According to Mr Fernandez, by 2030 Chile will require three times as much energy as it does today.

He says the bulk of that new demand is due to home use, and public works projects, such as street lighting.

'Pristine places'

But Lily Schindele and others in the anti-dams movement say that the bulk of Chile's energy consumption is due to the country's vast copper mines in the northern Atacama Desert.

Environmentalist Juan Pablo Orrego has calculated that new mining projects will require approximately 12,000 additional megawatts of energy.

Start Quote

If 60% or 70% of energy is going to industry, then my mother can turn her lights out every time she leaves a room, but the fact is they need to keep building dams,”

End Quote Kris Tompkins Conservationist

"Mining is the energy tension in Chile; without mining, there is no energy crisis," says Mr Orrego.

Scientists are concerned that dams will drastically alter the ecosystems of Patagonia, which oceanographer Giovanni Daneri says are unlike anything else on Earth.

"These are pristine places; some of them, no-one has ever even set foot there," he says.

The organisation Mr Daneri works for, Center for Research on Ecosystems of Patagonia, has calculated that Patagonia's fjords alone absorb the same amount of carbon dioxide that the entire country emits.

And those fjords are dependent on the health of the rivers that are now set to be dammed.

"What a dam does is it acts like a trap for sediment and nutrients," says Mr Daneri. "And the fundamental role of a river in an aquatic system is to move nutrients.

"The turbidity of the river is going to change, and we don't know how this is going to impact the ecosystem of the fjords."

Industry v conservation

Kris Tompkins, one of the founders of the Patagonia clothing line, now dedicates her time to conservation projects across the region, along with her husband, Douglas.

The Tompkins' vision of conservation rests on recognising the value of large protected areas, and supporting countries like Chile and Argentina as they build a culture of national parks and conservation.

File photo from 2008 shows the confluence of the Baker and Chacabuco rivers Campaigners argue the region must be left as untouched as possible

"We're trying to elevate the importance and value of wild lands, and intact landscapes," says Mrs Tompkins, sitting in front of a large window looking out over the rolling grasslands and big open sky of what will be the future Patagonia National Park.

This is a 650,000-acre conservation project just a few hours from one of the proposed dam sites.

Yet Mrs Tompkins believes that conservation can only go so far, and that the Chilean government must better regulate industries like mining if the country is serious about protecting the environment.

Start Quote

We need these dams, and the electricity they'll generate”
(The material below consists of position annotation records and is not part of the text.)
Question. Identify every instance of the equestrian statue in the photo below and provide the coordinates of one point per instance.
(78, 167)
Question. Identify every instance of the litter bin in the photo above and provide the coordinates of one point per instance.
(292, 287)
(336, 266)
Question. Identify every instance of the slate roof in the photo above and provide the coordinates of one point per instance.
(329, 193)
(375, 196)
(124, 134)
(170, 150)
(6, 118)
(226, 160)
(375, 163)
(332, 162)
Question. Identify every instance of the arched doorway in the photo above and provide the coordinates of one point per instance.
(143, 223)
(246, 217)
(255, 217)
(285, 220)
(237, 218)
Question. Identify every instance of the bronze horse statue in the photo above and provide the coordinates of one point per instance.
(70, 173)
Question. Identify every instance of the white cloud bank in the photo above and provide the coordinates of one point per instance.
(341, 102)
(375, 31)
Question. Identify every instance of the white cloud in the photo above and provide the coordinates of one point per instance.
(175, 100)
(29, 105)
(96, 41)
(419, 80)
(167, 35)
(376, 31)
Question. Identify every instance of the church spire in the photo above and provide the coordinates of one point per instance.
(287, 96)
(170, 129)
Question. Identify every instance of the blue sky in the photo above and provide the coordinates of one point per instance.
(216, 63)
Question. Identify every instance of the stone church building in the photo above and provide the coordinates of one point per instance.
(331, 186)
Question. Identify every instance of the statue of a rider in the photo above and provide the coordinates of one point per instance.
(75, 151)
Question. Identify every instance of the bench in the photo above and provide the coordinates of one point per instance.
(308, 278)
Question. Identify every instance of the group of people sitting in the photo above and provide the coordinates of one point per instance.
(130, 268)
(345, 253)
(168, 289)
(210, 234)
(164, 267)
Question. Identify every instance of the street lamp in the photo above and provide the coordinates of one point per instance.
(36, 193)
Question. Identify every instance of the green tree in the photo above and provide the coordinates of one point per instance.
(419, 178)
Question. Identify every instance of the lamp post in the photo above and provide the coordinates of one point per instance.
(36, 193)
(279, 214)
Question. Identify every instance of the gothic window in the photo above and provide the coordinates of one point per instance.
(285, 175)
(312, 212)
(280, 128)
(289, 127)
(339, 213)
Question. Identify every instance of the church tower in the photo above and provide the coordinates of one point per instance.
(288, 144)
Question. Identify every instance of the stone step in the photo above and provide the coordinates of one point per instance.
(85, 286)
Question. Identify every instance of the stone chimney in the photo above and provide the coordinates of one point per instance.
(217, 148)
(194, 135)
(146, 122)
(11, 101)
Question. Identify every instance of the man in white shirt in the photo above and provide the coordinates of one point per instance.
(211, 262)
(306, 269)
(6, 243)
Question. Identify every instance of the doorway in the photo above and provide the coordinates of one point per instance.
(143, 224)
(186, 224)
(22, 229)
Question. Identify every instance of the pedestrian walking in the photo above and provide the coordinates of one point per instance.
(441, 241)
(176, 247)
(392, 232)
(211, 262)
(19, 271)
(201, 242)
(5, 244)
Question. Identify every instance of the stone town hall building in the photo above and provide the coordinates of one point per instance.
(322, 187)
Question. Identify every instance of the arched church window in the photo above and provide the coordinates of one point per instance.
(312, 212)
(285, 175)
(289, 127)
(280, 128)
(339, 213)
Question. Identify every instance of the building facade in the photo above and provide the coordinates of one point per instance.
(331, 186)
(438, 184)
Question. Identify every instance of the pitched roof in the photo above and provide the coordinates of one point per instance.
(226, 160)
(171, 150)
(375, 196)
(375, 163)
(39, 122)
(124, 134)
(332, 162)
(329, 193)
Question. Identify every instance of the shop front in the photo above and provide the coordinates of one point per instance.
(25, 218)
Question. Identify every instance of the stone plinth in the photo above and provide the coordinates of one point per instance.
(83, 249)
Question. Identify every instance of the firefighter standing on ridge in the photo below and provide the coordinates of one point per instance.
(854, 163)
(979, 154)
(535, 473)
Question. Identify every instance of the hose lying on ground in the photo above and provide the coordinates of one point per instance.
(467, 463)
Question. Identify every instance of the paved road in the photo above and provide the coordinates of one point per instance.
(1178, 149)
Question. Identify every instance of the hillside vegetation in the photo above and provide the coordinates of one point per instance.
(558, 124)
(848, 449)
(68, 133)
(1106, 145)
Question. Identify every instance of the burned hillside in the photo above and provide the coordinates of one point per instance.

End Quote Carlos Hernandez Aysen resident

"If 60% or 70% of energy is going to industry, then my mother can turn her lights out every time she leaves a room, but the fact is they need to keep building dams," says Mrs Tompkins.

"That's not because of my mother, but because of industrial growth, and because industry isn't being forced to be more efficient."

The government has insisted the country's energy sector needs to be expand to aid economic growth and lift thousands out of poverty.

Construction worker Carlos Hernandez, who lives in Aysen, believes the dams are necessary.

"Right now we generate power by burning petroleum and coal, which pollute the environment. We need these dams, and the electricity they'll generate. I just hope the project will give jobs to local people," Mr Hernandez said.

But Mrs Tompkins argues that the biggest problem with the HidroAysen project is not the construction but the drastic changes it will usher in.

"It's the discovery, effectively, of this region in terms of its natural resources. That's what will be the really cruel effects of the dams."